‘I ran to the hole in the wall that led to the Testing Room. A very old Oompa-Loompa was on duty there that morning. He was a bald, wrinkled, toothless old fellow. He was in a wheel-chair. He had been in the wheel-chair for at least fifteen years.
‘”This is test number one hundred and thirty-two!” I said, chalking it up on the board.
‘I handed him the pill. He looked at it nervously. I couldn’t blame him for being a bit jittery after what had happened to the other one hundred and thirty-one volunteers.’
‘What had happened to them?’ shouted Grandma Georgina. ‘Why don’t you answer the question instead of skidding around it on two wheels?’
‘Who knows the way out of a rose?’ said Mr Wonka. ‘So this brave old Oompa-Loompa took the pill and, with the help of a little water, he gulped it down. And then, suddenly, the most amazing thing happened. Before my very eyes, queer little changes began taking place in the way he looked. A moment earlier, he had been practically bald, with just a fringe of snowy white hair around the sides and the back of his head. But now the fringe of white hair was turning gold and all over the top of his head new gold hair was beginning to sprout, like grass. In less than half a minute, he had grown a splendid new crop of long golden hair. At the same time, many of the wrinkles started disappearing from his face, not all of them, but about half, enough to make him look a good deal younger, and all of this must have given him a nice tickly feeling because he started grinning at me, then laughing, and as soon as he opened his mouth, I saw the strangest sight of all. Teeth were growing up out from those old toothless gums, good white teeth, and they were coming up so fast I could actually see them getting bigger and bigger.
‘I was too flabbergasted to speak. I just stood there with my head poking through the hole in the wall, staring at the little Oompa-Loompa. I saw him slowly lifting himself out of his wheel-chair. He tested his legs on the ground. He stood up. He walked a few paces. Then he looked up at me and his face was bright. His eyes were huge and bright as two stars.
‘”Look at me,” he said softly. “I’m walking! It’s a miracle!”
‘”It’s Wonka-Vite!” I said. “The great rejuvenator. It makes you young again. How old do you feel now?”
‘He thought carefully about this question, then he said, “I feel almost exactly how I felt when I was fifty years old.”

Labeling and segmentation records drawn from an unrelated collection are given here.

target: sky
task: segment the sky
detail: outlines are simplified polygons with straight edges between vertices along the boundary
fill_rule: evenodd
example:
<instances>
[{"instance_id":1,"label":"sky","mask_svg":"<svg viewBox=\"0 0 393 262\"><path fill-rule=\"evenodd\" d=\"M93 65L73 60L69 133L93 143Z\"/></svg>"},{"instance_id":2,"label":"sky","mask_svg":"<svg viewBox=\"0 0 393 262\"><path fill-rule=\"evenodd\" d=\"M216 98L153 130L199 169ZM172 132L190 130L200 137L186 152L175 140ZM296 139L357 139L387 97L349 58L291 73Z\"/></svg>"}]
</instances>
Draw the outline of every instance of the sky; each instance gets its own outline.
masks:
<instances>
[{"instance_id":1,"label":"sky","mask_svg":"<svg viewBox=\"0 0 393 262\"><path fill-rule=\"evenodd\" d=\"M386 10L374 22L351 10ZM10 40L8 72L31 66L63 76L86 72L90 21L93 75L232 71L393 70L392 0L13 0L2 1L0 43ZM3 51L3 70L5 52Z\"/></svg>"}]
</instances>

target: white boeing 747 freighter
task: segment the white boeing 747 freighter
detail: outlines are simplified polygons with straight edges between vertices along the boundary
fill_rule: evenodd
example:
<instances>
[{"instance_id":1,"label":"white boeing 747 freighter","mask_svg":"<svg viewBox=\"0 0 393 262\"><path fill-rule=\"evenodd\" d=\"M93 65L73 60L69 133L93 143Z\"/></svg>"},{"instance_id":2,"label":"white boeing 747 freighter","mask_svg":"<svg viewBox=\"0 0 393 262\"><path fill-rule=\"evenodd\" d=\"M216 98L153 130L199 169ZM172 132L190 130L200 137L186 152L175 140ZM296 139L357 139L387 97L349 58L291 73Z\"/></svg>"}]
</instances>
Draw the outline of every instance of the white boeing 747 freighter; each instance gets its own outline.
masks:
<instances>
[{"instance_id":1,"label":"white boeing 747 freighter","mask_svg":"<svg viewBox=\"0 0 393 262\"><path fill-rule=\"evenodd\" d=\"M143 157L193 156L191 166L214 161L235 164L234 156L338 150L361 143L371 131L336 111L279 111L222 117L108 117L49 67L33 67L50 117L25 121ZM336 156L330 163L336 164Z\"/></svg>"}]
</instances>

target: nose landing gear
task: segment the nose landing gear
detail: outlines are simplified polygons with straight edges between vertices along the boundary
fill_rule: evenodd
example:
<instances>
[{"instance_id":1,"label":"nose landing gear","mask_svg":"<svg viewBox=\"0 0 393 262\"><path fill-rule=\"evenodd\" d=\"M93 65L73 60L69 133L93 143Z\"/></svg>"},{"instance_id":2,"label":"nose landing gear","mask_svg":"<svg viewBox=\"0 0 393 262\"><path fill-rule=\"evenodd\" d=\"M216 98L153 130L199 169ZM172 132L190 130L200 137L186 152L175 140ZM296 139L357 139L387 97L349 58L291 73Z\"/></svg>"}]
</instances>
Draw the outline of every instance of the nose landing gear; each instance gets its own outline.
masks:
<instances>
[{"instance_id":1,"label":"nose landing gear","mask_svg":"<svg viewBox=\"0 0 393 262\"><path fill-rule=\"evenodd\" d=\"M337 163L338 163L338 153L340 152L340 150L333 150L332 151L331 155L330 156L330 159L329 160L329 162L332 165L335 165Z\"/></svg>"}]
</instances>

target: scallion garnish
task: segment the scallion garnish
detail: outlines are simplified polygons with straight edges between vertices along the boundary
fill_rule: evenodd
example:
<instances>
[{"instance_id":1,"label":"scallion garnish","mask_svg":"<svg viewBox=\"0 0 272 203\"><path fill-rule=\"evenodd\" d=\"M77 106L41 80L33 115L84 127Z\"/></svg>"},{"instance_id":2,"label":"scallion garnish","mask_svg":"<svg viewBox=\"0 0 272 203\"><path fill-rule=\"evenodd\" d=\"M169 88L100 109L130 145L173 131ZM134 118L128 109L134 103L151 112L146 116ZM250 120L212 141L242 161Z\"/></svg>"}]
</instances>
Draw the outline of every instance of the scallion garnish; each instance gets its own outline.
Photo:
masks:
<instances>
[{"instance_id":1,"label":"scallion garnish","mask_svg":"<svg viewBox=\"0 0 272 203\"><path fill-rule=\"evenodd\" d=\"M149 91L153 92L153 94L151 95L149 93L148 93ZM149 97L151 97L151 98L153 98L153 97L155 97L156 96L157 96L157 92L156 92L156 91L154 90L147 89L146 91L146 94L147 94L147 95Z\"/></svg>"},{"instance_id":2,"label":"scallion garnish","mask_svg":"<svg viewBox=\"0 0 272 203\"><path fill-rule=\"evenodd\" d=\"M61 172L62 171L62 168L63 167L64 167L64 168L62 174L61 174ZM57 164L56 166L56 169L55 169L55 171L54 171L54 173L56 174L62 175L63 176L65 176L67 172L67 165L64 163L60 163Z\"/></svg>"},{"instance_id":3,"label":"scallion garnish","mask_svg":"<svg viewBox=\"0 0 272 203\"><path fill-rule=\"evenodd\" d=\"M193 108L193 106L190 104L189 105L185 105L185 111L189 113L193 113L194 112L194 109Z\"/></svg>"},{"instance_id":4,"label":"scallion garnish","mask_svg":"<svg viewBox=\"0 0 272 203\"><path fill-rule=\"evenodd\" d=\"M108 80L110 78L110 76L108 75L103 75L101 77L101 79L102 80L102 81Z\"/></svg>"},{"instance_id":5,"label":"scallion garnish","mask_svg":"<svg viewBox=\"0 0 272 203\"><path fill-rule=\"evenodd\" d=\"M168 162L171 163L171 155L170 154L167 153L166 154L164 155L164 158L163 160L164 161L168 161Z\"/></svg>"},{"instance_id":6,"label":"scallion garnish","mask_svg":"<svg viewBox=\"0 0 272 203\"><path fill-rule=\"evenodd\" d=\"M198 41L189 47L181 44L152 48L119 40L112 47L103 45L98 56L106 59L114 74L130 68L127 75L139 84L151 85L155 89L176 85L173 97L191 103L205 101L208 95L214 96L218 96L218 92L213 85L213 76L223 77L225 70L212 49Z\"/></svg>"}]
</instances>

‘”How old were you just now, before you took the Wonka-Vite?” I asked him.
‘”Seventy last birthday,” he answered.
‘”That means,” I said, “it has made you twenty years younger.”
‘”It has, it has!” he cried, delighted. “I feel as frisky as a froghopper!”
‘”Not frisky enough,” I told him. “Fifty is still pretty old. Let us see if I can’t help you a bit more. Stay right where you are. I’ll be back in a twink.”
‘I ran to my work-bench and began to make one more pill of Wonka-Vite, using exactly the same mixture as before.
‘”Swallow this,” I said, passing the second pill through the hatch. There was no hesitating this time. Eagerly, he popped it into his mouth and chased it down with a drink of water. And behold, within half a minute, another twenty years had fallen away from his face and body and he was now a slim and sprightly young Oompa-Loompa of thirty. He gave a whoop of joy and started dancing around the room, leaping high in the air and coming down on his toes. “Are you happy?” I asked him.
‘”I’m ecstatic!” he cried, jumping up and down. “I’m happy as a horse in a hay-field!” He ran out of the Testing Room to show himself off to his family and friends.
‘Thus was Wonka-Vite invented!’ said Mr Wonka. ‘And thus was it made safe for all to use!’
‘Why don’t you use it yourself, then?’ said Grandma Georgina. ‘You told Charlie you were getting too old to run the factory, so why don’t you just take a couple of pills and get forty years younger? Tell me that?’